Jakarta, CNN Indonesia -- Rapat Panitia Khusus RUU Penyelenggaraan Pemilu dengan pemerintah telah menyepakati dua isu krusial yang sebelumnya ada di dalam RUU tersebut.
Dua isu yang disepakati lewat musyawarah tersebut adalah soal syarat pemilih, serta status Komisi Pemilihan Umum dan Badan Pengawas Pemilu.
Kesepakatan pertama dalam rapat tersebut, Pansus RUU Pemilu menyepakati syarat pemilih adalah berusia 17 tahun dan atau sudah pernah kawin. Syarat tersebut merupakan draft yang diajukan oleh pemerintah.
ADVERTISEMENT
SCROLL TO CONTINUE WITH CONTENT
"Jadi kita putuskan, syarat pemilih adalah warga negara Indonesia yang telah genap berusia 17 tahun, berumur di atas 17 tahun atau sudah pernah kawin," ujar Ketua Pansus RUU Pemilu Lukman Edy di Gedung DPR, Jakarta, Selasa (23/5).
Keputusan syarat pemilih tersebut berdasarkan kesepakatan dari sembilan fraksi. Hanya fraksi NasDem yang menyatakan menolak dengan kesepakatan itu.
Anggota Komisi II DPR Fraksi Nasdem Johnny G. Plate mengatakan, NasDem mendesak agar frasa 'sudah pernah kawin' untuk dihilangkan.
Johnny menilai frasa tersebut akan menggangu pembangunan perempuan dan anak-anak di masa depan.
"Kami lebih setuju hanya umur saja ukurannya tanpa ada syarat sudah pernah nikah atau tidak pernah menikah," ujar Johnny.
Sementara itu, terkait dengan status KPU dan Bawaslu, pansus RUU Pemilu menyepakati bersifat permanen. Namun, keputusan itu dengan catatan sebagaimana yang diajukan oleh fraksi PDIP.
"KPU permanen dan Bawaslu permanen," ujar Lukman sambil mengetok palu.
Dalam pandangannya, anggota Komisi II DPR fraksi PDIP Arif Wibowo menyatakan KPU dan Bawaslu seharusnya bersifat ad hoc.
Pasalnya, masa kerja kedua penyelenggara pemilu tersebut hanya terjadi ketika proses pemilu akan diselenggarakan dan beberapa saat setelah pemilu dilaksanakan.
Arif mencontohkan, pada tahun 2024 akan berlangsung dua kali pemilu. Ia berkata, keseluruhan tahapan hingga sengketa ke MK hanya berlangsung selama dua tahun, yakni 2023 dan 2024.
"Yang tiga tahun ngapain mereka? Tiga tahun kita gaji buta itu. Ini tidak logis. Makanya yang permanen dan tidak, kita pikirkan," ujar Arif.
Kepastian 'Serentak'Dalam kesempatan yang sama, Mendagri Tjaho Kumolo menyampaikan pemerintah mendesak DPR memastikan maksud dari frasa 'serentak'.
Ia berkata, kepastian atas frasa tersebut agar tidak menggagu KPU dalam menyusun PKPU.
"Pengertian serentak itu bagaimana?
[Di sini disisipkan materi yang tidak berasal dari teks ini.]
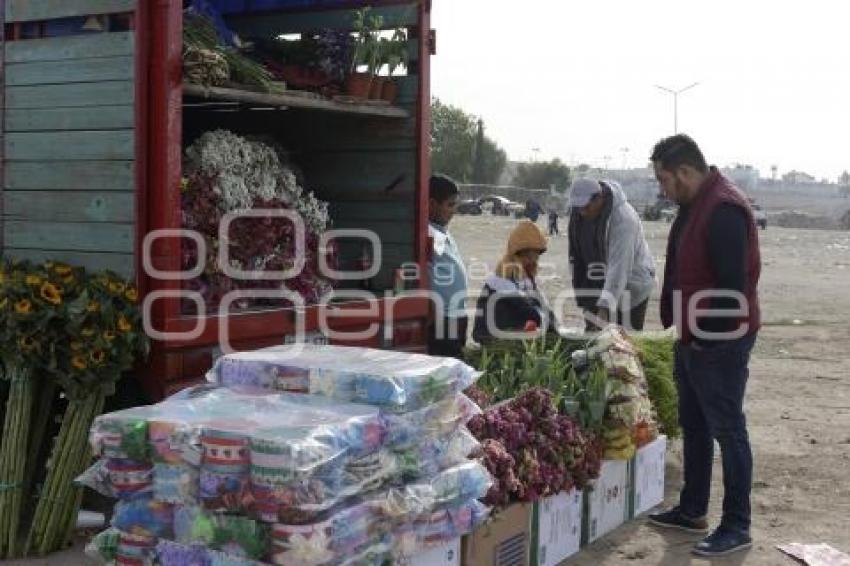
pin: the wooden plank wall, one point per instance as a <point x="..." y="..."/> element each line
<point x="69" y="141"/>
<point x="365" y="167"/>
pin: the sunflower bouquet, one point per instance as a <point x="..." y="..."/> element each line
<point x="60" y="328"/>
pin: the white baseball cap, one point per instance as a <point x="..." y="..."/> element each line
<point x="582" y="191"/>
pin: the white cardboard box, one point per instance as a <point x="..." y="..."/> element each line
<point x="446" y="554"/>
<point x="607" y="504"/>
<point x="649" y="475"/>
<point x="558" y="527"/>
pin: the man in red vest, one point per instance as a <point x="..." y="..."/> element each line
<point x="710" y="295"/>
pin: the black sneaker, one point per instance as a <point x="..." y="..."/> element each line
<point x="722" y="542"/>
<point x="675" y="519"/>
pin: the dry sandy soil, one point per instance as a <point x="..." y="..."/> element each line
<point x="798" y="401"/>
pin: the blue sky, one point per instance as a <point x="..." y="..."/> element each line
<point x="576" y="79"/>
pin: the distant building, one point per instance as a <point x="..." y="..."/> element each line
<point x="745" y="176"/>
<point x="798" y="178"/>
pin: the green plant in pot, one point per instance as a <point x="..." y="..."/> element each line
<point x="571" y="390"/>
<point x="366" y="30"/>
<point x="395" y="57"/>
<point x="596" y="394"/>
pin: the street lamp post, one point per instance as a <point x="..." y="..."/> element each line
<point x="676" y="94"/>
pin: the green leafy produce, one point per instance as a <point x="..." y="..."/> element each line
<point x="656" y="356"/>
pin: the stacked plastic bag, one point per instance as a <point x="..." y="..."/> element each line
<point x="238" y="472"/>
<point x="629" y="419"/>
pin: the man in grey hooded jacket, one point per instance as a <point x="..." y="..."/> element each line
<point x="613" y="270"/>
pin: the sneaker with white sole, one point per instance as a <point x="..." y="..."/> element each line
<point x="722" y="542"/>
<point x="675" y="519"/>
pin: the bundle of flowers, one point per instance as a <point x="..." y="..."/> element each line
<point x="60" y="329"/>
<point x="532" y="451"/>
<point x="226" y="173"/>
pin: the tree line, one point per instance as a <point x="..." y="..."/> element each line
<point x="461" y="149"/>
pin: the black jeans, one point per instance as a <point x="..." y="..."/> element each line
<point x="444" y="345"/>
<point x="711" y="380"/>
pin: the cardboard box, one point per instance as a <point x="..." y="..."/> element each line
<point x="556" y="528"/>
<point x="503" y="540"/>
<point x="446" y="554"/>
<point x="648" y="479"/>
<point x="606" y="505"/>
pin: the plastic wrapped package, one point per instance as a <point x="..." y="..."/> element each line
<point x="463" y="482"/>
<point x="307" y="450"/>
<point x="396" y="381"/>
<point x="144" y="517"/>
<point x="354" y="524"/>
<point x="427" y="458"/>
<point x="325" y="541"/>
<point x="439" y="419"/>
<point x="437" y="527"/>
<point x="234" y="535"/>
<point x="303" y="500"/>
<point x="103" y="547"/>
<point x="125" y="439"/>
<point x="135" y="550"/>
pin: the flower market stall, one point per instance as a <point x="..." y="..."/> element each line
<point x="370" y="463"/>
<point x="312" y="455"/>
<point x="128" y="122"/>
<point x="66" y="337"/>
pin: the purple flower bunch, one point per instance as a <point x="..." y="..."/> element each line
<point x="533" y="451"/>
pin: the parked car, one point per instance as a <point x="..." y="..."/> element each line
<point x="498" y="205"/>
<point x="470" y="206"/>
<point x="760" y="216"/>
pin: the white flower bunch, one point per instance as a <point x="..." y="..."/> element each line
<point x="245" y="171"/>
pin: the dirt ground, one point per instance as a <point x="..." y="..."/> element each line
<point x="798" y="400"/>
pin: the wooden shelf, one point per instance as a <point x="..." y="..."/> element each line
<point x="288" y="100"/>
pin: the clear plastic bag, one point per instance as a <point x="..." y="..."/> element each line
<point x="396" y="381"/>
<point x="437" y="420"/>
<point x="230" y="449"/>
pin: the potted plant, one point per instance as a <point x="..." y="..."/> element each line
<point x="365" y="53"/>
<point x="571" y="404"/>
<point x="395" y="56"/>
<point x="597" y="393"/>
<point x="376" y="63"/>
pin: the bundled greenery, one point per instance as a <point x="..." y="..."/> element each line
<point x="656" y="356"/>
<point x="199" y="35"/>
<point x="60" y="329"/>
<point x="513" y="366"/>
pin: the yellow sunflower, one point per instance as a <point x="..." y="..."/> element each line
<point x="124" y="324"/>
<point x="97" y="356"/>
<point x="117" y="288"/>
<point x="62" y="269"/>
<point x="52" y="294"/>
<point x="24" y="306"/>
<point x="79" y="362"/>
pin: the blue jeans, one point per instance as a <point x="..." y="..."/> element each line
<point x="711" y="381"/>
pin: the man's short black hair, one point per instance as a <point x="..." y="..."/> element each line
<point x="442" y="188"/>
<point x="678" y="150"/>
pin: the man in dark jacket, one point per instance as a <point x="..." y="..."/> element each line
<point x="710" y="295"/>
Apakah tahun, tanggal, dan jam bagaimana," ujar Tjahjo di Gedung DPR, Jakarta.
Tjahjo berkata, dalam proses verifikasi partai, pemerintah tetap pada draft yang diajukan, yakni tidak perlu ada verifikasi bagi partai yang pernah ikut pemilu tahun 2014 dan partai baru yang telah terdaftar di Kemkumham.
Khusus untuk jumlah kursi, pemerintah tetap pada usulannya, yakni menambah lima kursi di DPR. Ia berkata, penambahan kursi dilakukan di Kalimantan Utara, Riau, dan Kepulauan Riau.
"Pemerintah lima, teman-teman bisa lebih dari sepuluh. Saya serahkan kepada teman-teman sekalian bagaimana komprominya," ujarnya.
Lebih lanjut, Tjahjo menegaskan, pemerintah juga mengharapkan parliamentary threshold minimal 3,5 persen. Ia berkata, batas tersebut untuk meningkatkan kualitas demokrasi dan memperkuat sistem presidensial.
"3,5 persen mau dinaikan berapapun kami ikut. Mau 4 atau 5 kah komprominya kami serahkan pada kesepakatan di sini," ujarnya.
Lebih dari itu, ia juga menyampikan, pemerintah mengharapkan presidential threshold sebesar 20 sampai 25 persen. Ia berkata, besaran tersebut sebagai tolak ukur bagi partai dalam mencalonkan presiden ke depan.
"Bagi pemerintah harus teruji partai yang mengusung calon presiden atau wapresnya harus diuji berapa persen dapat suara di pemilunya," ujarnya.